As discussões sobre a reparação histórica da primeira capital de Goiás avançaram durante a transferência da sede do governo estadual para o município. O governador Daniel Vilela (MDB) assinou a criação de um grupo de trabalho para as comemorações dos 300 anos da cidade, comemorados em 2027. O chefe do Executivo estadual se reuniu com o prefeito Aderson Gouvea (PT) na manhã desta quarta-feira (22) para iniciar as tratativas sobre as medidas que poderão integrar o processo de compensação pelas perdas provocadas perda do posto de Capital. O grupo reúne representantes do Governo de Goiás, da Prefeitura da Cidade de Goiás, da Câmara Municipal, do Instituto do Patrimônio Histórico e Artístico Nacional (Iphan) e do Sesc.

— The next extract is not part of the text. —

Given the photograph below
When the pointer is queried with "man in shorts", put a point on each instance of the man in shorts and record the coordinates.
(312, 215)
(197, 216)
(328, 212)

A missão será levantar as necessidades do município, elaborar propostas para as comemorações dos 300 anos e discutir medidas capazes de fortalecer o desenvolvimento econômico, cultural e turístico da antiga capital.
Segundo Gouvea, a criação do grupo representa o primeiro passo concreto para resgatar uma reivindicação que acompanha a cidade há quase um século. “Quando a capital foi transferida para Goiânia, havia um consenso de que a cidade seria recompensada por essa mudança. Isso nunca aconteceu”, afirmou. De acordo com o prefeito, além de organizar as comemorações do tricentenário, o grupo terá a responsabilidade de refletir sobre os impactos da mudança da capital e construir um legado permanente para o município. “O governador assinou o decreto durante a transferência simbólica da capital para Goiás e agora essas instituições terão a missão de olhar para as necessidades da cidade, preparar as celebrações e discutir o futuro de um município que carrega, desde 2001, o título de Patrimônio Mundial da Humanidade”, disse. Aderson também afirmou que a expectativa é que o governo estadual participe da construção de soluções para demandas históricas da cidade.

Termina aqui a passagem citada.